Più o meno. Il problema, semmai, era una questione di disparità civile laddove in effetti, sarebbe stato meglio ricercare l’equanimità. Perché nelle zone abitate dall’elite europea, patria operativa di funzionari, commercianti e ricchi industriali, il sistema dell’acqua corrente e dello smaltimento funzionava in entrambi i sensi e secondo i migliori crismi della tecnica disponibili allora. Mentre per quanto concerneva tutto il resto del centro abitato, era stato giudicato sufficiente un semplice sistema di drenaggio che scaricava nel Petit Lac, il lago sacro legata alla leggenda di un antico guerriero (vedi la fine di questo precedente articolo per la storia della sua tartaruga). Il che significava che nei periodi di molta pioggia, il reflusso fuori dai tombini era qualcosa di assolutamente indescrivibile, che riportava tutto quanto era stato inviato a perdersi sotto gli occhi degli abitanti, assieme a qualcosa di nuovo ed ancor peggiore: migliaia di esseri pelosi e squittenti, che correndo per le strade, andavano a nascondersi nelle intercapedini dell’inconsapevole società.

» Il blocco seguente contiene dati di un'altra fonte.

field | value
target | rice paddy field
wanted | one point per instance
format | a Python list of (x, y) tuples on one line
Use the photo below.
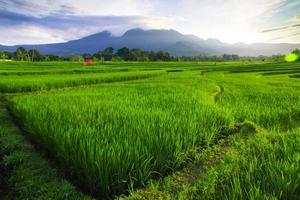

Ora, la popolazione degli occidentali era naturalmente propensa ad ignorare questa spiacevole situazione, considerandola un male endemico di questo luogo essenzialmente incivile, associandola alle condizioni “poco salubri” dello stile di vita vietnamita. Se non che proprio i meravigliosi chilometri di fogne, fresche ed umide, giunsero a costituire un’autostrada da sogno per i roditori, dando luogo alla loro comparsa sempre più frequente nella splendente ville européenne, e persino qualche primo timido caso di peste bubbonica, possibile anticipo di un disastro privo di precedenti. Fu così che il governatore Dormer, dopo attenta pianificazione, assunse una quantità imprecisata di sterminatori tra la popolazione locale. Era il 1902, quando ebbe inizio la grande battaglia dei ratti di Hanoi.